加盟店舗の施設、設備に関する本部の安全指導義務(平成13年7月31日大阪高裁判決)

<事案の概要>
加盟店Xの店舗に訪れた客Aが、X店舗の床部分が一部濡れていたため、足を滑らせて転倒し怪我をした。Aが足を滑らせたのは、本部Yが安全配慮義務、管理義務、加盟店Xに対する安全指導、監督義務を怠っていたためとして、AはXの本部であるYを相手に損害賠償請求をした。

<判決の内容>
1 本部Yの安全配慮義務、管理義務違反について
店舗を経営する加盟店と、本部であるYとは別法人であり、床の乾拭きをして顧客が滑らないようにする義務を負うのは店舗の経営主体である加盟店であって、本部Yではない。したがって、本部Yは安全配慮義務、管理義務を負わず、不法行為責任を負わない。

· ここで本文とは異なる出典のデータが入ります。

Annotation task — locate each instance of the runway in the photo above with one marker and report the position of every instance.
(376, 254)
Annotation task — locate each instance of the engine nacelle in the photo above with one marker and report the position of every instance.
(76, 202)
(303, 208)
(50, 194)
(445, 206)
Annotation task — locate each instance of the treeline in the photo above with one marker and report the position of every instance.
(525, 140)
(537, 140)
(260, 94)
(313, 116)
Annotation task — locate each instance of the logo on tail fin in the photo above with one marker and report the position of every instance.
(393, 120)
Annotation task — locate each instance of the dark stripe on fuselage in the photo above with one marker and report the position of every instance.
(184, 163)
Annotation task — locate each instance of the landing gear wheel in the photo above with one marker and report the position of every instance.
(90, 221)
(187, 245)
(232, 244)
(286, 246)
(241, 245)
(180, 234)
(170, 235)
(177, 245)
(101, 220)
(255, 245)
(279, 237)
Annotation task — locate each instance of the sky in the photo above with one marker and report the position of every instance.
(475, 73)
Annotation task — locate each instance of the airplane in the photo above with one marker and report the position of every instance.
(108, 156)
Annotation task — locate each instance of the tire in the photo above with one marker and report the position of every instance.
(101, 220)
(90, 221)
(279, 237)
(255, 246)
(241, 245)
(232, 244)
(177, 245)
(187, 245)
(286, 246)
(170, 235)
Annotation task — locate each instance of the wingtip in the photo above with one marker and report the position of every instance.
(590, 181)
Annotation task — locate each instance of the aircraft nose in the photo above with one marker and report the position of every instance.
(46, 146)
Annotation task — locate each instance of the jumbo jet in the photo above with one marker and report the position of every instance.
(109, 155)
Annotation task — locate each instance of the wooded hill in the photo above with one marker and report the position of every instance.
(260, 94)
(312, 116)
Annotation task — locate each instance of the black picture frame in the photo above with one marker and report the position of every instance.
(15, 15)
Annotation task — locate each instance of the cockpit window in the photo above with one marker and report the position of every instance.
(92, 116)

2 本部Yの加盟店Xに対する安全指導、監督義務について
本部Yに加盟する店舗の床材は、加盟店舗全店における統一規格の特注品であり、モップと水切りも本部Yから統一的に支給されていた製品である。
そして、本部Yは、各加盟店に自らの商号を与えて継続的に経営指導、技術援助をしているから、加盟店及び加盟店の従業員に対し、顧客の安全確保のため、モップによる水拭き後、乾拭きする等、顧客が滑って転倒することのないように床の状態を保つよう指導する義務があった。

解説

本部と加盟店は、そもそも別個に独立した主体です。この点に着目すると、加盟店の店舗の安全確保に関する責任(従業員に対する指導、監督の責任)も加盟店が独自に負うべきと考えるのが素直な帰結のように思えます。
ただし、本件では、滑りやすい床の床材が、フランチャイズシステムにおける統一感を生み出すため、全店舗統一にかつ特注品として準備されたものであること、床の清掃方法は本部が準備したマニュアルに指定されていたこと、掃除道具も本部が準備したものであることから、本部の加盟店及び加盟店従業員に対す指揮、監督性が強く認められたために、本部の責任が認められたものと考えられます。